From Busy to Effective: Rethinking Productivity in Audit Season
- De Wet

- Mar 2
- 2 min read
A new financial year has just started.

Budgets are being approved. Planning meetings are underway. Forecasts are being updated. Teams are setting targets and performance expectations.
But before the pressure builds again, there’s a better question to ask:
Are we going to repeat last year’s chaos?
Audit season has a pattern. Deadlines tighten. Client queries increase. Review notes stack up. Files move back and forth. Evenings get longer.
Everyone gets busy.
But busy isn’t the goal.
Effective is.
The Pressure Is Predictable
Audit pressure doesn’t arrive unexpectedly. It builds in cycles:
Reporting deadlines approach
Supporting documentation comes in waves
Adjustments happen late
Review comments require fast turnaround
The instinct is always the same. Work longer. Push harder. Stay later.
That works temporarily.
But it doesn’t fix the system.
The Real Drain Isn’t Complexity
The technical parts of audit are demanding. Risk assessment. Analytical review. Judgement calls. These require focus and experience.
But what drains energy faster are the avoidable manual steps surrounding them:
Cleaning exported data manually
Rebuilding the same sampling sheets
Reformatting working papers from scratch
Copying formulas across thousands of rows
Re-running standard checks line by line
These tasks don’t require deep thinking.
Yet they absorb time and attention, especially under deadline pressure.
Long Hours Hide Inefficiency
When teams stay late, it often feels productive.
But extended hours frequently compensate for inefficient processes.
As fatigue increases, attention drops. Small errors slip through. Review cycles get longer. Rework increases.
It becomes a loop.
More pressure leads to longer hours. Longer hours lead to more mistakes. More mistakes lead to more pressure.
The problem isn’t commitment.
It’s friction.
Mental Fatigue Is Often Self-Created
By peak season, many professionals feel mentally drained.
Not because they can’t handle the technical work.
But because they’re constantly switching:
Client query. Spreadsheet fix. Email reply.Sampling adjustment. Review note response.
Add repetitive manual processes into that mix, and cognitive overload sets in quickly.
Thinking clearly while doing mechanical tasks at scale is exhausting.
This Is the Moment to Reset
The start of a financial year is more than a reporting milestone.
It’s an opportunity to redesign workflow before pressure returns.
Ask:
What tasks did we repeat unnecessarily last year?
What checks were done manually every time?

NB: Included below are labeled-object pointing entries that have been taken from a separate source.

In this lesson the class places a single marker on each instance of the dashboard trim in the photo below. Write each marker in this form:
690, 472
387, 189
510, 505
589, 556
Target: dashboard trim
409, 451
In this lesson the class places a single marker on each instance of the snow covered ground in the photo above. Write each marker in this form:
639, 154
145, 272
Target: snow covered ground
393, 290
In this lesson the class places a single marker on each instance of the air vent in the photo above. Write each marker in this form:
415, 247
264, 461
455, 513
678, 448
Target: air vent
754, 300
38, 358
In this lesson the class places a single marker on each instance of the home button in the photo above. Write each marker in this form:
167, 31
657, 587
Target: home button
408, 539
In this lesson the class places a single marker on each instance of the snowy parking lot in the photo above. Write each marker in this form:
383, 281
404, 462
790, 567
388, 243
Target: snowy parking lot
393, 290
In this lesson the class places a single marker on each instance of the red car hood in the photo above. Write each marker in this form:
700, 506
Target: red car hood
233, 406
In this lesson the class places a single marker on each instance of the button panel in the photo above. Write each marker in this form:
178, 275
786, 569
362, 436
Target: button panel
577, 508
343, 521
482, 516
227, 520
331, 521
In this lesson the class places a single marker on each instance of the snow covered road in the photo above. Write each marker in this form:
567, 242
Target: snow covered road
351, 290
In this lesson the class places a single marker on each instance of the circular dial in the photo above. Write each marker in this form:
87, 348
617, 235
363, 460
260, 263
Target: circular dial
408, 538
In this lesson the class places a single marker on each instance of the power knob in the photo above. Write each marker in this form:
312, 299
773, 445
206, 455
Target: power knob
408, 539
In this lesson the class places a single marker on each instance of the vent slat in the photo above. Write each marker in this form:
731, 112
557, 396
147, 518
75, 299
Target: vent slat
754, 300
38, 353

Where did review bottlenecks occur?
Which processes relied too heavily on individual memory?
Small structural improvements made now compound during audit season.
Redefining Productivity
This year, productivity shouldn’t be measured by who stays latest.
It should be measured by:
Consistency of working papers
Speed of review turnaround
Reduction in rework
Time spent on analysis versus preparation
Audit season will always be intense.
But intensity doesn’t have to mean chaos.
Moving from busy to effective starts before the pressure hits.
And a new financial year is the perfect time to decide whether this season will look different from the last.